The Academic Staff Union of Universities, ASUU, yesterday came to the
conclusion that the government was not ready to end the 8-week-old
strike, after both parties failed to reach an agreement in ten meetings,
lamenting that government displayed dishonesty and lack of integrity
during negotiations. ASUU’s President, Dr. Isa Faggae, who spoke at a briefing in Lagos
claimed that government had declared it would not implement the agreed
injection of funds to revitalise the public universities, but was only
making a dubious statement of supporting some universities with N100
billion. “Government had also declared that it will not pay university
academics their earned allowances which accumulated from 2009 to 2013.

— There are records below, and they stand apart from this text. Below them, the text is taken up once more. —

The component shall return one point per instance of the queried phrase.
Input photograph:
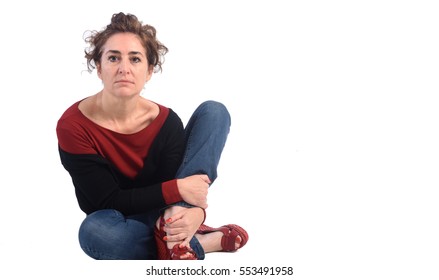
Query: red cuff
(170, 192)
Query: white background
(332, 160)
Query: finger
(206, 179)
(185, 243)
(175, 238)
(174, 218)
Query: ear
(99, 70)
(149, 72)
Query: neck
(117, 109)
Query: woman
(141, 178)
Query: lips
(125, 81)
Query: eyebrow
(130, 53)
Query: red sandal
(176, 252)
(230, 232)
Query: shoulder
(71, 131)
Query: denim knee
(215, 110)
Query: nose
(124, 67)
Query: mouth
(124, 82)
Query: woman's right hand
(193, 189)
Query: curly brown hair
(120, 23)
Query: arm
(99, 185)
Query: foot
(171, 244)
(212, 242)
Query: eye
(112, 58)
(136, 59)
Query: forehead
(124, 43)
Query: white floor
(332, 161)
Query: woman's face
(124, 68)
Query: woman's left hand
(183, 225)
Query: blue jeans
(108, 234)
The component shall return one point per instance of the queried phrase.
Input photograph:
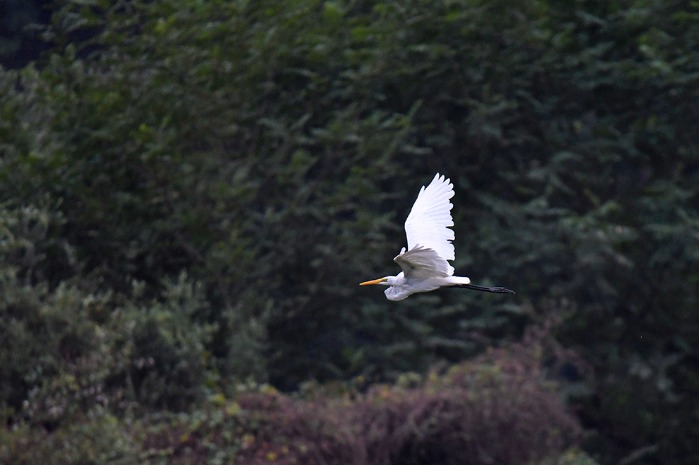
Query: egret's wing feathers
(429, 220)
(421, 262)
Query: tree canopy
(192, 190)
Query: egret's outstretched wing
(421, 262)
(428, 223)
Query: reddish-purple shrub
(288, 431)
(502, 411)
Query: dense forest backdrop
(191, 190)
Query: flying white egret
(424, 264)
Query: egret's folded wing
(429, 220)
(421, 262)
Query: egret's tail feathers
(459, 281)
(489, 289)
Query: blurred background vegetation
(191, 190)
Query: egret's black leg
(489, 289)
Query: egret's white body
(425, 264)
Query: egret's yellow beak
(374, 282)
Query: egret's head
(378, 281)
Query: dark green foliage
(192, 190)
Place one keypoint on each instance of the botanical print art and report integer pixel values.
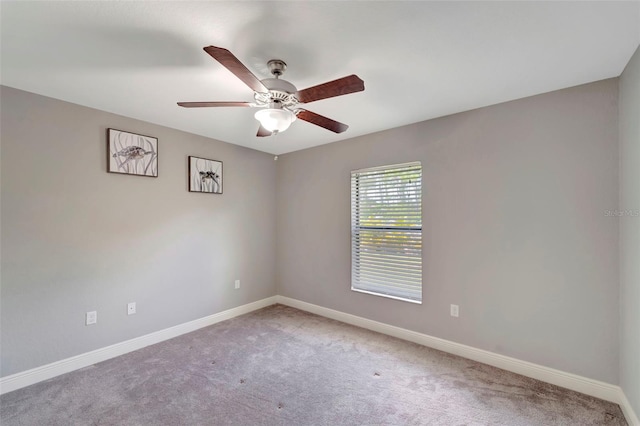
(132, 154)
(205, 175)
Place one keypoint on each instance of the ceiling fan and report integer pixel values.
(279, 99)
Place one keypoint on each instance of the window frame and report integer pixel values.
(403, 284)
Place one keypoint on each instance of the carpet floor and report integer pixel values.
(282, 366)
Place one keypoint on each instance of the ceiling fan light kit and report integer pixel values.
(275, 120)
(279, 98)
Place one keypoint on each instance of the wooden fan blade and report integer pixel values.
(341, 86)
(262, 132)
(212, 104)
(230, 62)
(321, 121)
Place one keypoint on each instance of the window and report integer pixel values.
(386, 231)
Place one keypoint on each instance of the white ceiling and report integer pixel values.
(419, 60)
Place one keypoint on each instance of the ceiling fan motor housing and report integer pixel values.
(280, 91)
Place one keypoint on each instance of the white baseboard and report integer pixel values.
(560, 378)
(574, 382)
(45, 372)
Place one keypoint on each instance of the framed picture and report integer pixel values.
(205, 175)
(132, 154)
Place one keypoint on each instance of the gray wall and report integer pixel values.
(514, 228)
(630, 231)
(75, 238)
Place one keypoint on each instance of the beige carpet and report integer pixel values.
(282, 366)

Rather, it is talking about providing N30 billion to assist various
Governing Councils of Federal Universities to defray the arrears of N92
billion owed to all categories of staff in the university system.” Speaking on how the last meeting with the Government held on Monday
went, Faggae said ASUU was “shocked by the level of deceit, dishonesty,
and lack of integrity displayed by the Government. Never in the history
of ASUU-Government relations have we, as a union, ever experienced the
kind of volte-face exhibited by Government. At one stage in the
interaction, the Secretary to the Government of the Federation ridiculed
the agreement, the MoU and the Needs Assessment Report, mocking the
Minister of Education to “go and give them N400 billion,” at which
members of the government scornfully laughed.” He argued that the Governor Gabriel Suswam-led Implementation
Committee was being used as smokescreen to “deceive ASUU, Nigerian
students and their parents, as well as other unsuspecting members of the
public on the purportedly released N100 billion for the implementation
of the Needs Assessment Report. First, he said, “government plans to divert the regular yearly
allocations to universities by Tertiary Education Trust, TETFund, to
make at least 70% of the N100 billion. This is unacceptable to ASUU. It
is like robbing Peter to pay Paul, since the idea of revitalization took
full cognizance of the intervention role TETFund ab-initio. “Again, contrary to subsisting operational procedures, about 75% of
the money meant for revitalizing universities would not be released to
them as the Suswam Committee plans to hand over construction of the
hostel projects to the Federal Ministry of Education and/or the National
Universities Commission, for implementation. This is illegal; neither
the ministry nor NUC is backed by laws of Nigerian Public Universities
to divert monies meant for the development of these institutions into
centrally executed projects.” Faggae also questioned the committee’s motives for proposing to
commit N1.6 million to a bed space, instead of N200, 000 to N400, 000,
saying, “We see a continuation of outrageous contract regimes in the
plan to centrally coordinate the construction of student hostels as done
in the case of the 12 newly established Federal Universities with
TETFund resources. The NUC has transmuted itself into a “Tenders’ board”
which awarded contracts for the construction of 560 bed spaces hostel
for each university at a whooping sum of 1.2 bn. This contract sum
translates into N2.143 million per bed space.”